Monthly Archives: August 2010

At Home with Paddy

Me and Chayefsky, we got a thing going on.

Every summer, around this time, when movies sink to their absolute worst, I invite over my friend Paddy and light a flame under his ass. Then I sit back and watch. As the top spins off his head, I get that robust, crisp-mountain-air feeling of beholding a Zeus-like captain of the Judeo-Roman world, an embittered shaman touched by a most splendid and clarifying anger. It feels good; the thunder burns you up and the rain rinses you out, like a hard loofah scrub to your guts.

I am of course talking about Marty, The Hospital, and Network (Paddy won an Oscar for each; he’s the only writer on record with three for Best Screenplay), but I might as well be talking about Middle of the Night or Gideon, or any of the other plays. And in particular, I’m talking about George C. Scott in The Hospital. He is the closest Paddy ever came to himself.

At one point in The Hospital, Barbara (Diana Rigg), compares Scott’s Dr. Boch to a bear. I think that’s right. Ferocious in food, depression, and work, Chayefsky was a human bear, a kind of broken down Falstaff of the city, who split his life prowling the neighborhood for material and napping back in his cave high above 57th Street. Also, he grumbled a lot. When a friend of his, laid up in the hospital after a long stretch of open heart surgery, murmured something about wanting to see his daughter who he missed very much, Paddy looked up from his paper and said, sarcastically, “Awwww, isn’t that sweet?” It made them both laugh.

That right there is my friend Paddy. Even when you don’t want it, he’ll give it to you straight. It will likely hurt, maybe even forever, but the upshot is you’re guaranteed to come out the other end a sharper, better, unhappier man.

On Robert Duvall in Get Low

Get Low is a misshapen, well meaning, squishy-hearted half-feature that’s both too short and way, way too long. But Robert Duvall is in it.
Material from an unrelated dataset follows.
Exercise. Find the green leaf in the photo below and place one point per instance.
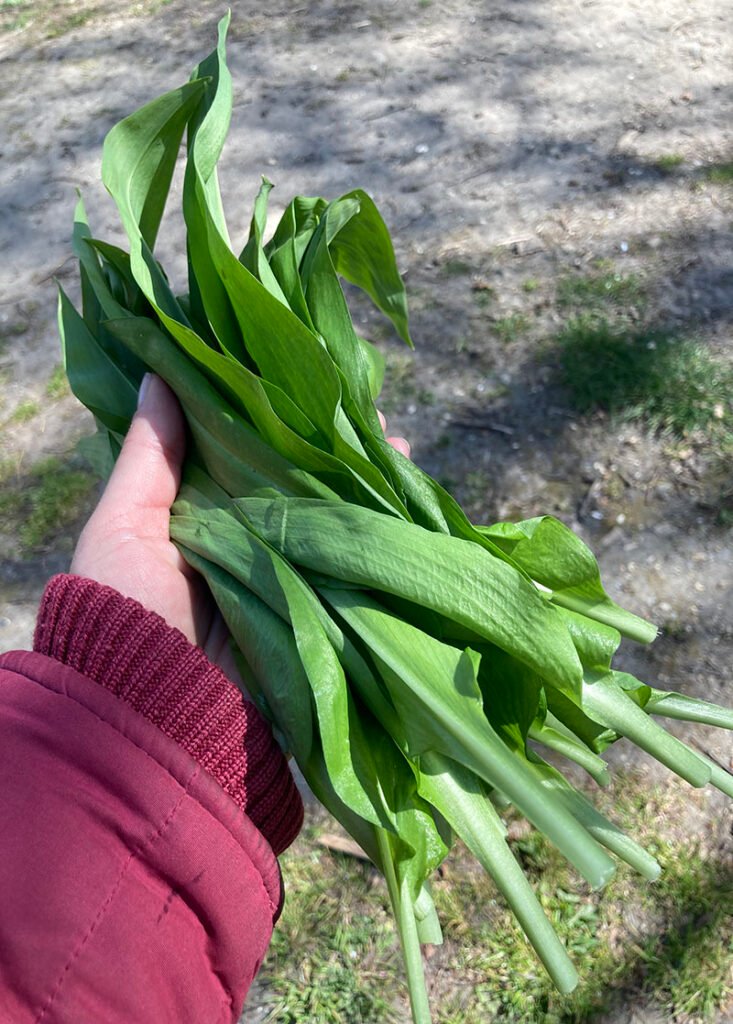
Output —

Mr. Duvall is one of those actors that makes everyone around him look like they’re in a very good high school production of The Glass Menagerie, that is to say, ridiculous. A few scenes into the picture, it becomes clear that alongside Duvall even Sissy Spacek and Bill Murray – on his own one of the cinema’s great miniaturists – can’t find their way to the buried, haiku-essence of things. But not our Bobby. Before he opens his mouth, Duvall lets you know just where his nerve endings are, and after only a few shots-worth of his company, he manages to unfurl himself out like a map. For the rest of the picture, he goes about dropping hints – and always indirectly – to the buried treasure.
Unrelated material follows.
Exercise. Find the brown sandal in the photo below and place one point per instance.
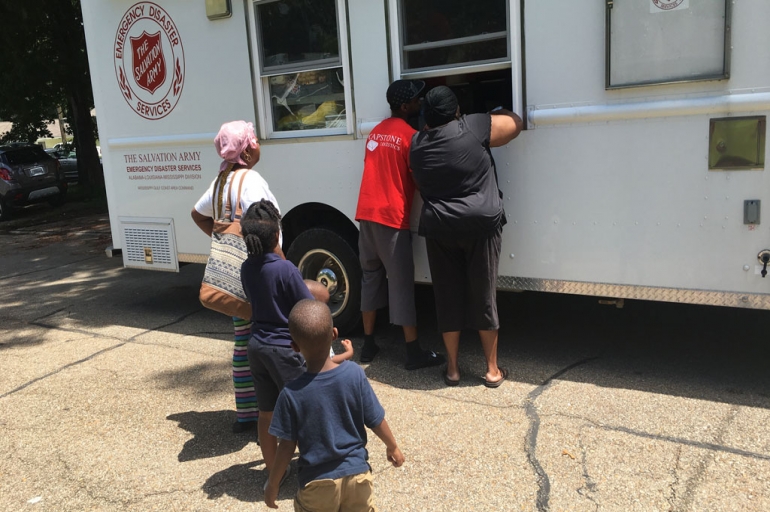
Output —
(497, 383)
In real life, closed off people don’t tell you who they are. They hide. In movies, where we have to see inside of people, weak actors try to cheat around it. They give their astringent, opaque characters unearned changes of heart brought on, generally, by trembling strings, the love of a good woman, or the pressures of running time. This is why no one who saw Mary Tyler Moore in Ordinary People will ever forget it. She never once condescended to the level of her character’s “arc,” but instead built wall upon wall upon wall, until, near the end of the picture, and at the absolute precise moment, she shattered the whole edifice and – without the help of strings – there she was. Ah. Of course. It was you all along.
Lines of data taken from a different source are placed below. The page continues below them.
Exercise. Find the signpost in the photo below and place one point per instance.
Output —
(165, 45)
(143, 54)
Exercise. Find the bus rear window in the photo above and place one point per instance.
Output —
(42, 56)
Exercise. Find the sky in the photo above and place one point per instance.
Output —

In Get Low, Duval is working with a similar mechanism. A lesser actor (one, say, who worshipped Daniel Day-Lewis,) would have emphasized the odd-duck, Boo Radley elements of this character, declaiming his weirdness like a missionary his religion. But not our Bobby. He reveals by showing us how he conceals. Soon the patterns emerge. A little later we begin to understand. And by the end of the picture, we may be convinced we saw something invisible.